Присутствующие обернулись.
В проходе стоял низенький, худой старик в круглых очочках. Казалось, его фигурка вырезана из твёрдого дерева. Она была неподвижна, только правая рука жила отдельной жизнью — человечек отчаянно ей размахивал.
— По краскам и холсту! — безапелляционно заявил человечек и потряс пальцем. — А по живописи — нет!
Герман Ильич обернулся. На лице его отразилась крайняя досада.
— Эрикус Юргисович, — сказал он примирительным тоном, — давайте не будем обсуждать на публике наши разногласия по сугубо профессиональным вопросам…
Образ у Юрьева сложился. Он вспомнил, где видел этого человека.
«Шкулявичюс, — подумал он с таким чувством, будто идёт ко дну. — Как же его сюда занесло, чёрта этакого?»
— Вы кто такой? — набросилась на старика Гольдбаум.
— Эрикус Юргисович Шкулявичюс, — отрекомендовался старик. — Доктор искусствоведения, эксперт по живописи тридцатых годов. Автор первой публикации об Апятове, ещё в советской прессе!
— Герман Ильич, мы ждём вашего решения! — напомнила Гольдбаум. Вид у неё был как у кошки, которая загнала в угол мышонка и теперь намерена хорошо позавтракать.
Эксперт нагнулся и стал пристально рассматривать картину. Он вынул из кармана большое увеличительное стекло и долго водил им по полотну. Несколько минут прошли в тягостной тишине. Юрьеву казалось, что собравшиеся слышат, как оглушительно колотится его сердце.
Наконец эксперт оторвался от мольберта, с щелчком закрыл бинокуляр с подсветкой и обернулся, поджав губы.
— Итак? Подделка? — всё ещё с вызовом, но уже с меньшей уверенностью в голосе, потребовала Гольдбаум.
— Могу только повторить слова коллеги, — пожал плечами эксперт. — Для полноценного анализа у меня нет ни времени, ни оборудования. Однако смело утверждаю следующее. Вы мне говорили, что настоящую картину украли в понедельник в два часа ночи, а работа, что тут выставляется, написана позавчера? Так вот. Последнее я полностью и абсолютно исключаю. Это не акварель. Это масло. И, судя по состоянию краски, даже если это подделка, то сделана она не на этой неделе. Как минимум — несколько лет назад. Я бы даже рискнул сказать — несколько десятков лет назад. Но технологии искусственного старения шагнули вперед, и для конкретизации требуется основательная экспертиза.

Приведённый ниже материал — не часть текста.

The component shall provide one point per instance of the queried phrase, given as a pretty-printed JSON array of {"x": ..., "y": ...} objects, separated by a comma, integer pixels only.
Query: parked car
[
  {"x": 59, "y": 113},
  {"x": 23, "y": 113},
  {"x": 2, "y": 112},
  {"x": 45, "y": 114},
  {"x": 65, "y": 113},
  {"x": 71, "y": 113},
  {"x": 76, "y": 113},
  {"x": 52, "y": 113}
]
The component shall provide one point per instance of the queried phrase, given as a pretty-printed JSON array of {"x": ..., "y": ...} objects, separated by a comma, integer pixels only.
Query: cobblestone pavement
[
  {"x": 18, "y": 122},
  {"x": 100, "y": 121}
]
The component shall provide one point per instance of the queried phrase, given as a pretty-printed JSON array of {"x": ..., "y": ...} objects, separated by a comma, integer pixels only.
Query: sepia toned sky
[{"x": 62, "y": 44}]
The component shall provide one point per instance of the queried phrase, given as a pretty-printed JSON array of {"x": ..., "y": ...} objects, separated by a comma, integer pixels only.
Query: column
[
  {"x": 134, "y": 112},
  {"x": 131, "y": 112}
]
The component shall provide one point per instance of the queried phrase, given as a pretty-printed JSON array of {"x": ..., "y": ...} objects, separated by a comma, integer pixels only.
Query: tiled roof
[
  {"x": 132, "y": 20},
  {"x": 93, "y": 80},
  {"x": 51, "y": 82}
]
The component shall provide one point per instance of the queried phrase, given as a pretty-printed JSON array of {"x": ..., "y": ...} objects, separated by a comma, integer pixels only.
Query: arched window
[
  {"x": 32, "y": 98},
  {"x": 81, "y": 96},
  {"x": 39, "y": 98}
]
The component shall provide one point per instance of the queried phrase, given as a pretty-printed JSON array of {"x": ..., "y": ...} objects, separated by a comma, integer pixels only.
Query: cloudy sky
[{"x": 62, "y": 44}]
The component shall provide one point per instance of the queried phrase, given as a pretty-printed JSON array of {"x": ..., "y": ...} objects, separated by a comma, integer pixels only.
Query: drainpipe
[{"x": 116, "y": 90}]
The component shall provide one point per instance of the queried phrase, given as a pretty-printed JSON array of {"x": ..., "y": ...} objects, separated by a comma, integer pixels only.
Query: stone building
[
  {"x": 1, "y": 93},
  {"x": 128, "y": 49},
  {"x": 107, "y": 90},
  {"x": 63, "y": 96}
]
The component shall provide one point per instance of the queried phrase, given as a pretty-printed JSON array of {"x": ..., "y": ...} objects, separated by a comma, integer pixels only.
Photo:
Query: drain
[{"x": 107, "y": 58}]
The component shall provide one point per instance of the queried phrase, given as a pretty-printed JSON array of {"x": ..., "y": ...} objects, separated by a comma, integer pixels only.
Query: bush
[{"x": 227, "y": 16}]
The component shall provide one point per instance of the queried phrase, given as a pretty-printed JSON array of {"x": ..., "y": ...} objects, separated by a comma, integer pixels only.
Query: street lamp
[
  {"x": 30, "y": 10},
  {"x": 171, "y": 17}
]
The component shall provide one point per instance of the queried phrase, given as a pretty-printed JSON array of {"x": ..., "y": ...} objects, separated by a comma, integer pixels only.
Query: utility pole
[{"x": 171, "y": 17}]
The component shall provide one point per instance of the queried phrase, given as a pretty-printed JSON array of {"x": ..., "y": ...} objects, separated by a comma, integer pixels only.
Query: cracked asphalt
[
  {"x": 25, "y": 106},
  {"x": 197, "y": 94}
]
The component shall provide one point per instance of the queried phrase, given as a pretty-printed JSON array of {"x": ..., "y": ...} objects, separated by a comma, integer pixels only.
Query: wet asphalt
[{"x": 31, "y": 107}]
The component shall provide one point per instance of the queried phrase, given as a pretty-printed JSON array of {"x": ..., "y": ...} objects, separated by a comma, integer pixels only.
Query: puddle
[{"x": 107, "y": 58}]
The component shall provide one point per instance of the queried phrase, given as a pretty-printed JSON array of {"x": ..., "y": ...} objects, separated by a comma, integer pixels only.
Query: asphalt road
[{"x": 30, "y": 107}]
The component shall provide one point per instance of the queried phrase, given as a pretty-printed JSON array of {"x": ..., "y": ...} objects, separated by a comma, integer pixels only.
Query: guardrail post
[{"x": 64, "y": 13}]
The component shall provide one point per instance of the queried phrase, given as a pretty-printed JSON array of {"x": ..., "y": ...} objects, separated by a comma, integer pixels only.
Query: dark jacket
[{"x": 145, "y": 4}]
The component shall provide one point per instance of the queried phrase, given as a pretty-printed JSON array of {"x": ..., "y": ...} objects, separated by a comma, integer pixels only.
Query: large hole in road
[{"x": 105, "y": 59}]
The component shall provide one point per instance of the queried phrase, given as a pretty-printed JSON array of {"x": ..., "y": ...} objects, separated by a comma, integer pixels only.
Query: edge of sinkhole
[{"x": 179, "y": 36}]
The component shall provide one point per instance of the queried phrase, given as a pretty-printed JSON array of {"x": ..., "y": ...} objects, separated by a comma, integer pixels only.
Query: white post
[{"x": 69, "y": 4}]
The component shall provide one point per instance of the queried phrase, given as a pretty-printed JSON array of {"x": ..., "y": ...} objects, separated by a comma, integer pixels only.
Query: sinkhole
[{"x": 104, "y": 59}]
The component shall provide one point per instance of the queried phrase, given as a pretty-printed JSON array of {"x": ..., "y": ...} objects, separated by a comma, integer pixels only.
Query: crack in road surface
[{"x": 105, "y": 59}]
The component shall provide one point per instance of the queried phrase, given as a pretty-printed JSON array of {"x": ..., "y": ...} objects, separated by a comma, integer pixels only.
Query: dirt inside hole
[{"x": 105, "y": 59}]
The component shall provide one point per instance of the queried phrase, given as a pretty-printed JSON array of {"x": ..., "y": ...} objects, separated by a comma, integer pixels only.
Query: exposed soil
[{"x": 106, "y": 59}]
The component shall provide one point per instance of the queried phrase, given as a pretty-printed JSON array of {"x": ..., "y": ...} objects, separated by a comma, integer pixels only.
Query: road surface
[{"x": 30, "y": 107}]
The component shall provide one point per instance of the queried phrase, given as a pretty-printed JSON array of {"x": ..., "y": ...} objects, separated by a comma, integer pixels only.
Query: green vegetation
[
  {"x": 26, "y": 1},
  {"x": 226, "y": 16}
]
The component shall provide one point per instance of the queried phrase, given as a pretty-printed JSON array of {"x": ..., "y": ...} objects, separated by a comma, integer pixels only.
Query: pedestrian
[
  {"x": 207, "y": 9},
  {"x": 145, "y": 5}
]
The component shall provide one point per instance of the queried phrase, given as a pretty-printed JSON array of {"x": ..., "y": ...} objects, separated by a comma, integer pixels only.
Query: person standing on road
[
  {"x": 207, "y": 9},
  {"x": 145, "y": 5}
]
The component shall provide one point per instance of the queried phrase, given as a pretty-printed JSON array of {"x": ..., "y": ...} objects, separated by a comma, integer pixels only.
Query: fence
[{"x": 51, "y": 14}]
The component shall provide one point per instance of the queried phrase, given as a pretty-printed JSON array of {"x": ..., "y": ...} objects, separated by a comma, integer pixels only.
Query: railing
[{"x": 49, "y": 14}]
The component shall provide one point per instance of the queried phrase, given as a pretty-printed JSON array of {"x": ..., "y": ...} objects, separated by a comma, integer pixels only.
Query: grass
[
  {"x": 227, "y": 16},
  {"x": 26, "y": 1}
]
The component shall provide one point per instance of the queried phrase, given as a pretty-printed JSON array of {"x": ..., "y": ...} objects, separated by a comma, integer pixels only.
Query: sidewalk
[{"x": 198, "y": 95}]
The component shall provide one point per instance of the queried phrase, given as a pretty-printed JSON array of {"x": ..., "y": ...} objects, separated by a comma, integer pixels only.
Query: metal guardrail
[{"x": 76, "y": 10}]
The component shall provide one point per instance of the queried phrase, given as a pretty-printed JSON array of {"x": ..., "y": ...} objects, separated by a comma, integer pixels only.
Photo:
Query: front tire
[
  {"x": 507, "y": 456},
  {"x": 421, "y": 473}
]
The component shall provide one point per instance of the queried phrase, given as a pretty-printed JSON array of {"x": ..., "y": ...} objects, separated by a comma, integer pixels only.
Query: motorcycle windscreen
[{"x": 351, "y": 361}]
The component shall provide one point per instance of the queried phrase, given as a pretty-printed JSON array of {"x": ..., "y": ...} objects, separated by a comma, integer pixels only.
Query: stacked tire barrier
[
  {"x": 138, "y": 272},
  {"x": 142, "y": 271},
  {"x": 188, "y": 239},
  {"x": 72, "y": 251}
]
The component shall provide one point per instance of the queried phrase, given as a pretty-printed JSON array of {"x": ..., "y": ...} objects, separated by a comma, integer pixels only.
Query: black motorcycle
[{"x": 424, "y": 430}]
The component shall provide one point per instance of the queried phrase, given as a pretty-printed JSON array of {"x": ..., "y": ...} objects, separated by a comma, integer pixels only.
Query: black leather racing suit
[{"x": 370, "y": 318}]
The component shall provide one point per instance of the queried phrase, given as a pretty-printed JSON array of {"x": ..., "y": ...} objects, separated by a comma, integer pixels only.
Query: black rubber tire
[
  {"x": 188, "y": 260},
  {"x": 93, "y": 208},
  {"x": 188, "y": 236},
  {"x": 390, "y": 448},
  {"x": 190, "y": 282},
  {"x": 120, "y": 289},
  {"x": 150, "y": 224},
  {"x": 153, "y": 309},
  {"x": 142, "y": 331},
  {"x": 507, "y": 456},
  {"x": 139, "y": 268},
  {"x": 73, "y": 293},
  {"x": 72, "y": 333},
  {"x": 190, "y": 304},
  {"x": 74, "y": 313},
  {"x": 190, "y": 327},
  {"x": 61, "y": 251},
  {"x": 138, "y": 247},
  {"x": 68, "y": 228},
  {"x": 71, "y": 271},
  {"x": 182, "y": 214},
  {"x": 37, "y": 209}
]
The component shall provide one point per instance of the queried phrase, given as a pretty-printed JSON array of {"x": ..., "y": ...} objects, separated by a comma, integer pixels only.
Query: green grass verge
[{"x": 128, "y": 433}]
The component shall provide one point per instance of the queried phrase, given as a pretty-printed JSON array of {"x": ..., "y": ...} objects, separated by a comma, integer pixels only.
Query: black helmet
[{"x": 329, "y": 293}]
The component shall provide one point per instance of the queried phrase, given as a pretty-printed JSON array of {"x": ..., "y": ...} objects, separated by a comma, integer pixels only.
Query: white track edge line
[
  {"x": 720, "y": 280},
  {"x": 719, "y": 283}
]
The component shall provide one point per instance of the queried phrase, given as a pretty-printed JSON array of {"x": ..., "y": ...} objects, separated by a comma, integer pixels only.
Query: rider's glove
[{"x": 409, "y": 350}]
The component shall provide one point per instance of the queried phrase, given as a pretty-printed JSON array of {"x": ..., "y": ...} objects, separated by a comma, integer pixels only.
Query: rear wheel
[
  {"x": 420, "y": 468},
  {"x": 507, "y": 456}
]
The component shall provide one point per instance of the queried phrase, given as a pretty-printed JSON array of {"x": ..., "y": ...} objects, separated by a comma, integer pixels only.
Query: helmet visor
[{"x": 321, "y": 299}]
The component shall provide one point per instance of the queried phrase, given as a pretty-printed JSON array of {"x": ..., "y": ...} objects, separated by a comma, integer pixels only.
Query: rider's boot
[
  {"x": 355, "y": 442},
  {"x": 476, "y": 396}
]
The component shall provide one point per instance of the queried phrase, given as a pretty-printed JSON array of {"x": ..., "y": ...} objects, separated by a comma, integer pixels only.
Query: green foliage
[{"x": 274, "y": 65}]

У журналистки был такой вид, будто она внезапно получила по моське мокрой тряпкой.
Юрьев просиял. И пообещал сам себе, что в ближайшее время подарит Грише Мстиславскому самый редкий и дорогой китайский чай, который только сможет достать.
— Дайте посмотреть! — внезапно крикнул Шкулявичюс, расталкивая локтями себе дорогу к полотну. — Я лучше любого эксперта смогу сказать.

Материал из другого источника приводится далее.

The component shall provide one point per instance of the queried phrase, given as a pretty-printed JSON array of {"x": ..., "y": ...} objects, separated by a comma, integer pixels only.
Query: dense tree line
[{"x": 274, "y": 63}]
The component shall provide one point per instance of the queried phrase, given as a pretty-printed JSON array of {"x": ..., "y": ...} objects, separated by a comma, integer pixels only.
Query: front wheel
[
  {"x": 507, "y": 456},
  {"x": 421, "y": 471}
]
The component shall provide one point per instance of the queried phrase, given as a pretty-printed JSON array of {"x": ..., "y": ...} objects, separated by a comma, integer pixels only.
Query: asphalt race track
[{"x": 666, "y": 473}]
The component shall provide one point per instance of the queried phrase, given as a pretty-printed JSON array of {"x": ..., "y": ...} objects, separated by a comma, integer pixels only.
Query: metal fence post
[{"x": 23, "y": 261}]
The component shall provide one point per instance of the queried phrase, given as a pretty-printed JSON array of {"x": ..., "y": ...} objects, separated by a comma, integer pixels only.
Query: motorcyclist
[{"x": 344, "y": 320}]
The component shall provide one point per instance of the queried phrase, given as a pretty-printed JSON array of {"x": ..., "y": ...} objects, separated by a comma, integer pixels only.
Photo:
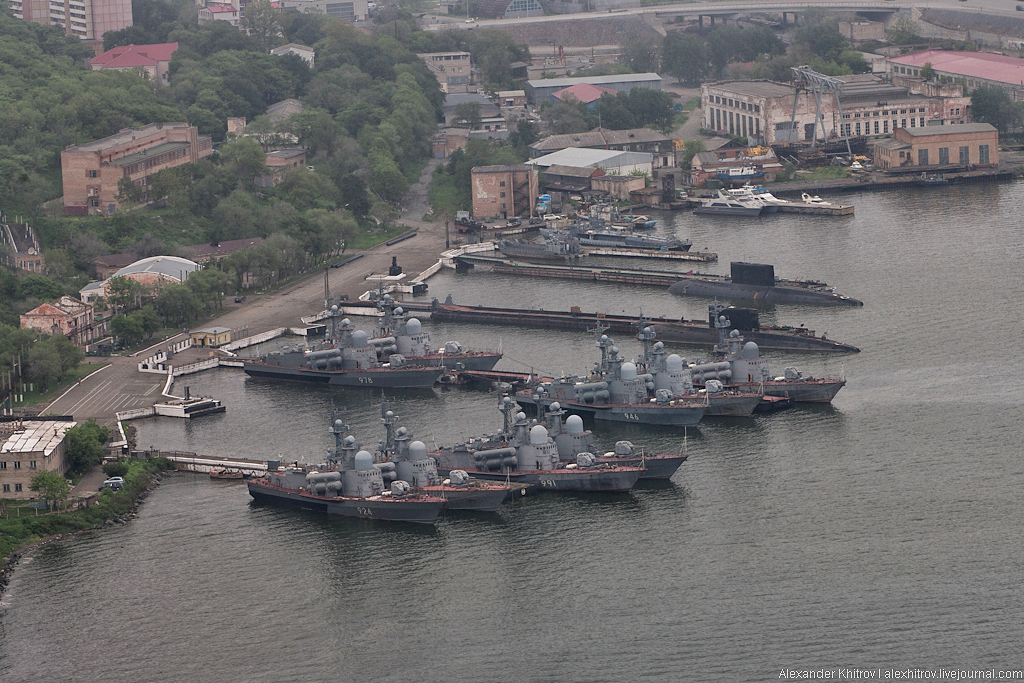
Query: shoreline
[{"x": 11, "y": 561}]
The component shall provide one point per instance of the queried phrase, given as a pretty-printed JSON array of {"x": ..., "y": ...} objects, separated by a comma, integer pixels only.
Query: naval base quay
[{"x": 901, "y": 674}]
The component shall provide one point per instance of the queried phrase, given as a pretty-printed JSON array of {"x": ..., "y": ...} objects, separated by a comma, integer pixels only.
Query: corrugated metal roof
[
  {"x": 594, "y": 80},
  {"x": 951, "y": 129},
  {"x": 973, "y": 65}
]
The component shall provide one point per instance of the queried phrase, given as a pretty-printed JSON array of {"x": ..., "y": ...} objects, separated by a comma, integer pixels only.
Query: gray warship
[
  {"x": 740, "y": 366},
  {"x": 524, "y": 453},
  {"x": 571, "y": 439},
  {"x": 395, "y": 334},
  {"x": 345, "y": 358},
  {"x": 616, "y": 391},
  {"x": 348, "y": 484},
  {"x": 556, "y": 247},
  {"x": 592, "y": 232},
  {"x": 414, "y": 466},
  {"x": 757, "y": 282}
]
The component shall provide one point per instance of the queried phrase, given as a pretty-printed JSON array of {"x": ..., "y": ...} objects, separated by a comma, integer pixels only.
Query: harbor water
[{"x": 879, "y": 531}]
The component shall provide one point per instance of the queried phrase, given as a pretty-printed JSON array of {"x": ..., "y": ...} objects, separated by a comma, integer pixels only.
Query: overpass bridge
[{"x": 726, "y": 8}]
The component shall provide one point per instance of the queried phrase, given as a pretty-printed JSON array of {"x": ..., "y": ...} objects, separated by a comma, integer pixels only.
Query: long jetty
[{"x": 780, "y": 337}]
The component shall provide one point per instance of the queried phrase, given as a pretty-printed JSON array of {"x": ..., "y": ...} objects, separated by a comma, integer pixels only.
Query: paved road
[
  {"x": 120, "y": 386},
  {"x": 117, "y": 387}
]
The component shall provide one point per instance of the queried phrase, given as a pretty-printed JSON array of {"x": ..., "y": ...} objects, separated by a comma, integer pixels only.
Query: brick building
[
  {"x": 763, "y": 110},
  {"x": 305, "y": 52},
  {"x": 28, "y": 447},
  {"x": 454, "y": 71},
  {"x": 656, "y": 143},
  {"x": 88, "y": 19},
  {"x": 504, "y": 191},
  {"x": 68, "y": 316},
  {"x": 938, "y": 148},
  {"x": 278, "y": 163},
  {"x": 154, "y": 59},
  {"x": 975, "y": 69},
  {"x": 91, "y": 171},
  {"x": 23, "y": 251}
]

В голосе старика было столько уверенности, что окружающие невольно расступились. Старик подошёл к картине и погрузился в созерцание. Зал замер в напряжённом ожидании.
Юрьев почувствовал, как по спине катится струйка холодного пота.

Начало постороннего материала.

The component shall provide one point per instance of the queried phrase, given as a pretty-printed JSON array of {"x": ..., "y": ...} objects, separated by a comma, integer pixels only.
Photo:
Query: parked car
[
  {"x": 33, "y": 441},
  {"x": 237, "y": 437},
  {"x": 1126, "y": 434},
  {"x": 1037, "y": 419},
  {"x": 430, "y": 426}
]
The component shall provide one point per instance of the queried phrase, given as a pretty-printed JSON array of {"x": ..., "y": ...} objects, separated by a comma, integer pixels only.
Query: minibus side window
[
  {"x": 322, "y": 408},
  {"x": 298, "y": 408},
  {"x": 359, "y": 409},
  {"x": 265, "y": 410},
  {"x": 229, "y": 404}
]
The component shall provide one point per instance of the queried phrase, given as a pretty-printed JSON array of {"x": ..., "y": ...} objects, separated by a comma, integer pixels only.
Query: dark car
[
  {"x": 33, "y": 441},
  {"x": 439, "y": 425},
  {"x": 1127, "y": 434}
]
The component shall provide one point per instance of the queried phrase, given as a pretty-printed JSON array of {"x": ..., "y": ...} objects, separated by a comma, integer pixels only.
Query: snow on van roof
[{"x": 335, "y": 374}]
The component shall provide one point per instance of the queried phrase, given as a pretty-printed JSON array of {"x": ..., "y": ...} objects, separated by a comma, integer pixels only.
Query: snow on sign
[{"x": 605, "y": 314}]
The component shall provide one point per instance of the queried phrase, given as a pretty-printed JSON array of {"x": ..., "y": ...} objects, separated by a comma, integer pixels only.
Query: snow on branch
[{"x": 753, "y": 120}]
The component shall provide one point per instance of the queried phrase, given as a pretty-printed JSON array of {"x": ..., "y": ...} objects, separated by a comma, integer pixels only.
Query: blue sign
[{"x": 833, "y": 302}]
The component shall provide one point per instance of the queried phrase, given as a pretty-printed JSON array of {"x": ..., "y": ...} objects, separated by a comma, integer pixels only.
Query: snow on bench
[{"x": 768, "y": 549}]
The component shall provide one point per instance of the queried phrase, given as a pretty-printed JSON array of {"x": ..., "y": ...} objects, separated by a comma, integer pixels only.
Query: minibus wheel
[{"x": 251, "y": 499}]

Шкулявичюс возился у картины несколько минут. Юрьеву они показались вечностью.
Старик наконец выпрямился с победным видом. Оглядел зал. Выждал паузу. И махнул правой рукой. Повисла гробовая тишина.
— Она!
— Кто «она»? — спросил кто-то из присутствующих.
— «Небыль»! Работа великого мастера! Не понятого ни современниками, ни потомками! Это оригинал!
— Почему вы так уверены? — спросил кто-то из журналистов.
— Я открыл Апятова! Я полжизни посвятил изучению его творчества! Я знаю его руку! Ни один человек в мире не может повторить его технику мазка!
— Вас вообще никто не звал! — завизжала Гольдбаум.
— Это вас никто не звал, — парировал Шкулявичюс. — Вы вообще кто такая? Наглая, невежественная, лживая особа! Распространительница слухов и клеветы, фигурант уголовных дел и скандалов. Что вы вообще, глупая девица, понимаете в искусстве?
Зал загудел. Риту Гольдбаум не любили, но с ней никто не хотел связываться. Её боялись. Старались не злить понапрасну. От этой особы можно было ждать любых пакостей. Нет ничего страшнее на свете, чем месть разгневанной женщины. Особенно такой злющей и злопамятной, как Рита. Неожиданная плюха от неизвестного всем понравилась.